君に捧げる愛

「嶺緒さん。外出の許可が下りました。」

 まじで?!と嶺緒さんの声が病室に響く。こんなに元気そうな嶺緒さんはいつぶりだろう。許可が降りた条件は、激しい運動をしないこと、3時間以内の外出にすること、半径15kmより遠くにいかないこと。

「どこにいきたいですか」

 外に行く計画を立てる。嶺緒さんにとってどれほど特別なことなのかは手に取るようにわかる。自分から外に行きたいなんて初めてだから。

「公園で弁当食うとか。水族館も行ってみたい。」

 嶺緒さんが楽しそうに話す声で病室が満たされていく。

「でも、翠がいるならそれでいい。」

 嶺緒さんの耳がほんのり赤い気がしたのは気のせいだろうか。いつの日か、嶺緒さんは私とよく話すようになって、よく笑うようになった。そんな嶺緒さんをみているうちに、そんな嶺緒さんを知るうちに。

 多分私は、嶺緒さんに惹かれていた。

 嶺緒さんはきっと、好きとかそういうのじゃないとわかっている。だからこそ、私の心をえぐる。これ以上惹かれないように、いつでも手放すことができるように、と。

「水族館、私も行ったことないです。」

 19歳で水族館に行ったことのない人間はどれほどいるのだろう。水族館に行く機会など、生まれてから存在したことがない。彼氏はもちろん、好きな人でさえまともにできなかった私がデートの定番水族館なんて行くはずもない。

「水族館にしよう。」

 そういう嶺緒さんはどこか楽しそうにしていた。そういう嶺緒さんを見るたびに胸がきゅっと締め付けられるのはきっと私の気のせいだ。

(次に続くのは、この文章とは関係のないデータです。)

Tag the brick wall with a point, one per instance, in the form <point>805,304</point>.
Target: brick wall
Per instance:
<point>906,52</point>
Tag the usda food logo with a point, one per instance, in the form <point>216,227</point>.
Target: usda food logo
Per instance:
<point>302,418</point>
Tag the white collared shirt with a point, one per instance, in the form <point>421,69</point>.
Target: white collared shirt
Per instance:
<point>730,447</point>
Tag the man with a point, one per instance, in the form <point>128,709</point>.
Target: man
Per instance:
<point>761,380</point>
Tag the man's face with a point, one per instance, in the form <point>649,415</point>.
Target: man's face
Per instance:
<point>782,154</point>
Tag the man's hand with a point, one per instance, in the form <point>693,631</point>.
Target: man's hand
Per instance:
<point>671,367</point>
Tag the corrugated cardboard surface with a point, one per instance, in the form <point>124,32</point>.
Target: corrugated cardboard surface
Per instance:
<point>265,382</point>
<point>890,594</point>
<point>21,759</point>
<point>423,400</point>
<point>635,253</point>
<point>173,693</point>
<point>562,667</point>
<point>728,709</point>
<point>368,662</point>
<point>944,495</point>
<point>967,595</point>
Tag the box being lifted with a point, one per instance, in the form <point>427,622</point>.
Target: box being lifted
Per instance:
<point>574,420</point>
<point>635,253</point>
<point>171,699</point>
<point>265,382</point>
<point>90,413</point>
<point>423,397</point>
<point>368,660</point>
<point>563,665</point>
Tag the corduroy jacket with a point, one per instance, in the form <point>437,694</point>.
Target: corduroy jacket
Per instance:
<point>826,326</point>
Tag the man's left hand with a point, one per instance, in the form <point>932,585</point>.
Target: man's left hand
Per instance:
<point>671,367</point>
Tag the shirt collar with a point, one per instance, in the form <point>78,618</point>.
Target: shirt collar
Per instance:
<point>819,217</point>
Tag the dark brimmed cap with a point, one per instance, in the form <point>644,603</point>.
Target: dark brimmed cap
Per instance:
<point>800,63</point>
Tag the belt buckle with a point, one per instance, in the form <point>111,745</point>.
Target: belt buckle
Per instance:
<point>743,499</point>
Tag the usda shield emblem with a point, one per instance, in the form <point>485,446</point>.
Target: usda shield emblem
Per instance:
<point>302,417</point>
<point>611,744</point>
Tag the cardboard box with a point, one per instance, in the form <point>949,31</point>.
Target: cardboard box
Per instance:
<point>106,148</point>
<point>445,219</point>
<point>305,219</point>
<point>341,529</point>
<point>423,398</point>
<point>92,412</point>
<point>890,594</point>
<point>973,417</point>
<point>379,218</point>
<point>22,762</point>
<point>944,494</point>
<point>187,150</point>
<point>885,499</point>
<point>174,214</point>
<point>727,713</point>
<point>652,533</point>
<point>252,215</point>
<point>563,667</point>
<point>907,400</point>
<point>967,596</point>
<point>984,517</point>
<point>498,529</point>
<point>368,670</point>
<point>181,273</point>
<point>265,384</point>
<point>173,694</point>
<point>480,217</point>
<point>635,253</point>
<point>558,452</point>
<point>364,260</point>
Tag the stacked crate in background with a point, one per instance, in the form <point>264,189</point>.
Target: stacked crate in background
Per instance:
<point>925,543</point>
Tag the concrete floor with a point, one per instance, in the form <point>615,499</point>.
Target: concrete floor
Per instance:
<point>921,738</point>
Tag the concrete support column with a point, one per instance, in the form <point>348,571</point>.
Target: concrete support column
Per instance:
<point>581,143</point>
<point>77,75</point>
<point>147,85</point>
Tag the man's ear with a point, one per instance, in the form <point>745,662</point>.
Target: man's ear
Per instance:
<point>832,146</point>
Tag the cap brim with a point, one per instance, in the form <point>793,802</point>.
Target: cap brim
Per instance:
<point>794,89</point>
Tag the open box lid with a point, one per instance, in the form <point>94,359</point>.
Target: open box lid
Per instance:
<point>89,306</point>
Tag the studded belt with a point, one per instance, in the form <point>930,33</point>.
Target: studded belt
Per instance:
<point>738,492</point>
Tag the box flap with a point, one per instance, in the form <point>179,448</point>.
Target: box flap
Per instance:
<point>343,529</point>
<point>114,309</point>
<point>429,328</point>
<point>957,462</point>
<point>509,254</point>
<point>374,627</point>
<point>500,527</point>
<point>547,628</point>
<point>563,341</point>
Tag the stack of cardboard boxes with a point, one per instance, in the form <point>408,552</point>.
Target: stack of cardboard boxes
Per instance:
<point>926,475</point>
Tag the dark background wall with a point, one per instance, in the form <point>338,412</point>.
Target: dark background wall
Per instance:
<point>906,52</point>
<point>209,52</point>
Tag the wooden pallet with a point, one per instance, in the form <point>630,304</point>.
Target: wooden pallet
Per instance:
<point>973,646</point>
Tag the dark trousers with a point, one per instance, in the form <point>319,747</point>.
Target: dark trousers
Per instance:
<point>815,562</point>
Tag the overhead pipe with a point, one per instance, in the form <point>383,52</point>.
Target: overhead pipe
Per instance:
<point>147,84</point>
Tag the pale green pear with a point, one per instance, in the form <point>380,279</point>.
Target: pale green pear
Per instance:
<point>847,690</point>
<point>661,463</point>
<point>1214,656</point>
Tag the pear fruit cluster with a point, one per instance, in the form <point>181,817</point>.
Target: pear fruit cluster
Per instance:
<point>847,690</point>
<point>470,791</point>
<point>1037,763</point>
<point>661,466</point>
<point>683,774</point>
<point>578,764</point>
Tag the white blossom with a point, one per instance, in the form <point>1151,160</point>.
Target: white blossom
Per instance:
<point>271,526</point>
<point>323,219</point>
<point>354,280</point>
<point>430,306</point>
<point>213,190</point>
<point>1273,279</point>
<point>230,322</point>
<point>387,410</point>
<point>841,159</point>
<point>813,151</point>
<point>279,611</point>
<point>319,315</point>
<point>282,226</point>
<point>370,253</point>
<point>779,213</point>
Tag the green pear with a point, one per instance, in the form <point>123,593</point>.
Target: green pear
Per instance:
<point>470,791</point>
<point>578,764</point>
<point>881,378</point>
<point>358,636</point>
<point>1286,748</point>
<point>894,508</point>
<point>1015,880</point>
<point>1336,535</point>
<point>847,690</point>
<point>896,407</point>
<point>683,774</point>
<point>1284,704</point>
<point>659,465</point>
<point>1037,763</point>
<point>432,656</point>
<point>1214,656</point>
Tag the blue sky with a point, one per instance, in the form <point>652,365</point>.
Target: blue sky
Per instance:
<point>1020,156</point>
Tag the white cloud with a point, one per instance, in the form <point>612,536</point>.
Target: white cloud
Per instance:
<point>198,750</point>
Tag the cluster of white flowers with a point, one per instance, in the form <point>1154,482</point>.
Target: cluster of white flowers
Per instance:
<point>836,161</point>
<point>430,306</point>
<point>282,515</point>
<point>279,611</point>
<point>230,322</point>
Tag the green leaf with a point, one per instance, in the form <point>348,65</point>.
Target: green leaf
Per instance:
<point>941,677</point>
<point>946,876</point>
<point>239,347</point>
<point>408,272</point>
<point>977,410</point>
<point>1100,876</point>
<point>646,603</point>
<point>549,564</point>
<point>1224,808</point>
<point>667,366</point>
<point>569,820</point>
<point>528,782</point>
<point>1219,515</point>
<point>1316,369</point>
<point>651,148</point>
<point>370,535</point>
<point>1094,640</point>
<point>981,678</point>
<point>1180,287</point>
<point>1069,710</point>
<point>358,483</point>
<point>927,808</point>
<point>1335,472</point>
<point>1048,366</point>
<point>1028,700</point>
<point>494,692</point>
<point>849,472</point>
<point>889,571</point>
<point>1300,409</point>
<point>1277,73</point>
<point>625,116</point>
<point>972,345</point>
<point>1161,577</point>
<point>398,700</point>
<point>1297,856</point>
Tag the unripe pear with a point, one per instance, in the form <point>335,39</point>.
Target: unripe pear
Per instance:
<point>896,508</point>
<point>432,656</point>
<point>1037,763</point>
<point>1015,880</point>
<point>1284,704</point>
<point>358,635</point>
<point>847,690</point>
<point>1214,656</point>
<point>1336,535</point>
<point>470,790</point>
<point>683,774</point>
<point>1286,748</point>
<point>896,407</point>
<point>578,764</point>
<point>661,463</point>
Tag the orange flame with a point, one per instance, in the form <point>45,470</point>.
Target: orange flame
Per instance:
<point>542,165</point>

 半径15kmの中にある、一つの水族館のチケットを3枚用意した。

 嶺緒さんと、私、そして付き添いの医師のもの。

 予定の日は3日後。その3日という数字が、今までとは比べ物にならないほどやけに長く感じた。服はなににしようとか、なにを食べようとか。柄にもなく考えて。自分でも驚くほど浮かれていた。ただの外出に。

 嶺緒さんが逆ナンされたらどうしようなんて意味のわからない心配を心に留めながら、ゆっくりと時間が流れた。

 当日。嶺緒さんは珍しい服装をしていた。というのも、いつもどこかしらチューブで繋がれていて、どこか痛々しかったのが、今日はない。「嶺緒さん」という人間だった。服装は、灰色のtシャツにジーパン、黒の上着を羽織っていた。180㎝の身長が映える。

 太陽の光に黒髪が照らされ、白い肌が透き通るように綺麗だった。きっと、今の嶺緒さんはどこにいても異様な雰囲気を漂わせるだろう。だってきっとこんな美しい人間はそういないだろうから。

 もちろん、医師がついてくる。嶺緒さんも外出なんてそうないのだから、なにが起きるかなんて予想がつかない。

 でももし、今日彼が発作を起こしたら。

 考えたくなくても、考えなければならない。

「行こ。」

 嶺緒さんは私の目の前でそういう。160㎝の私からみた嶺緒さんは壁みたいだった。

 電車で、と言いたいところだが、そうも行かず、車に乗せられていく。きっとその分、水族館では動けるようになるのだろう。そういうことにしておく。

 30分ほど車に揺られ、嶺緒さんと車を出る。念願の水族館がもう目の前に見えている。ああ、今日は特別な日になるんだろうな。手に取るようにわかった。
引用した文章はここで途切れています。